Identification and quantitation of lipid biomarkers using accurate mass spectrometry


Combining non-targeted and targeted analyses using the ZenoTOF 7600 system

Jack Steed1 , Freddy Oostebring2 and Rivca Valk2
1SCIEX, UK; 2Ardena Bioanalysis Assen, The Netherlands

Abstract


Combining qualitative and quantitative workflows to identify and quantitate lipid biomarkers in a mouse brain matrix using the ZenoTOF 7600 system

Introduction


This technical note describes a method for the analysis of glucosyl and galactosyl ceramides in a mouse brain matrix. Mouse brain contains numerous endogenous lipid biomarkers that often have similar structures, making interferences common. Sometimes analyses reveal novel interferences or interferences that increase or decrease between treatment groups. In these cases, it is important to identify these peaks to assess whether they might be clinically relevant and if they can potentially provide further information about the diseased state. Figure 1 highlights how the ZenoTOF 7600 system can be utilized for both quantitative and qualitative workflows for lipid biomarkers. High levels of sensitivity and quantitative performance were achieved while identifying interferences and/or other potential biomarkers. The glucosyl and galactosyl ceramides analyzed here are biomarkers for numerous diseases, including lysosomal storage diseases (LSDs), such as Gaucher, Fabry, Niemannpick and Krabbe diseases. Additionally, these compounds might be biomarkers for cancers, Parkinson’s disease or Alzheimer’s disease. 1-4 Therefore, the analysis of these compounds is important to many researchers interested in predicting, determining and ultimately treating disease. 

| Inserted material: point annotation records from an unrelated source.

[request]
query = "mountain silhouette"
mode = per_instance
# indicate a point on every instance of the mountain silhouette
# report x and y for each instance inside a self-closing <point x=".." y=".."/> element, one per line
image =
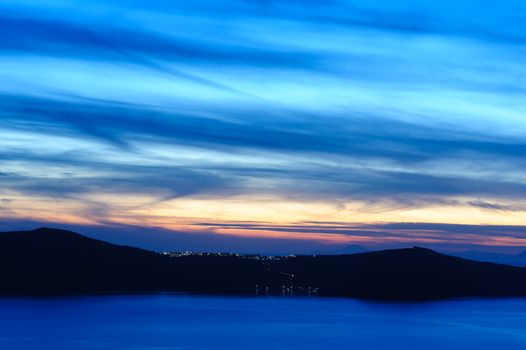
<point x="50" y="261"/>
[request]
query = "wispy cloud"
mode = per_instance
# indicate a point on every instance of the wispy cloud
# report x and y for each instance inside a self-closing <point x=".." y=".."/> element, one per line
<point x="368" y="106"/>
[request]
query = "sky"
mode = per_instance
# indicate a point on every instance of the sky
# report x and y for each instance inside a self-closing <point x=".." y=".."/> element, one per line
<point x="266" y="126"/>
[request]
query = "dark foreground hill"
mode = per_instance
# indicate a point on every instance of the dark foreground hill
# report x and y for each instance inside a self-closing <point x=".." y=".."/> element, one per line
<point x="48" y="261"/>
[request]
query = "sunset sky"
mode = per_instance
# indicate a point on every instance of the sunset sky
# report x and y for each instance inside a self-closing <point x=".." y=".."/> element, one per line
<point x="266" y="126"/>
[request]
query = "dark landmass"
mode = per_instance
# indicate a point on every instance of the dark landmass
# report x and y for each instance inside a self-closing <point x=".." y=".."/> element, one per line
<point x="49" y="261"/>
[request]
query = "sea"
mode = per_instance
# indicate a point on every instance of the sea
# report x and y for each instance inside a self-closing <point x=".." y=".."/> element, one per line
<point x="174" y="321"/>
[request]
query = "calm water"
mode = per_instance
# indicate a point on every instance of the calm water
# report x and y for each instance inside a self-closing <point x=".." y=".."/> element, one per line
<point x="188" y="322"/>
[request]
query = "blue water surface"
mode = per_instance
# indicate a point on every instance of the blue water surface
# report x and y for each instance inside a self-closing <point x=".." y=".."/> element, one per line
<point x="162" y="322"/>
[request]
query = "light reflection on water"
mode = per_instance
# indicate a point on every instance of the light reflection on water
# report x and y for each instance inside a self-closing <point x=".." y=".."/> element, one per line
<point x="199" y="322"/>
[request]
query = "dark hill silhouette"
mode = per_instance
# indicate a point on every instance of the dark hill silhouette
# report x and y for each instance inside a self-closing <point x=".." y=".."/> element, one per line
<point x="47" y="261"/>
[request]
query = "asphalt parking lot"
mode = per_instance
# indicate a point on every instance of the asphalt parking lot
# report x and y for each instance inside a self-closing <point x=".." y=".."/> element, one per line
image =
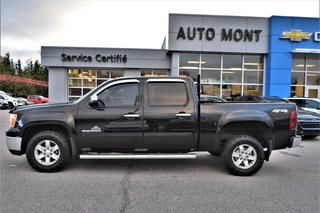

Key features of the ZenoTOF 7600 system for lipid biomarker analysis
 

  • Sensitive identification and quantitation: Identify endogenous interferences and quantify lipid biomarkers in mouse brain samples using the Zeno trap, allowing for high MS/MS sampling efficiency at concentrations as low as 4 pmol/mL

  • Ideal analytical performance: Achieve accurate quantitative performance with % accuracy values between 80–120% at all concentration levels with a linear dynamic range (LDR) spanning 3 orders of magnitude

  • Streamlined data management: Utilize a single platform for data acquisition and processing. Easily identify lipid biomarkers using the ChemSpider tool that is fully integrated into SCIEX OS software.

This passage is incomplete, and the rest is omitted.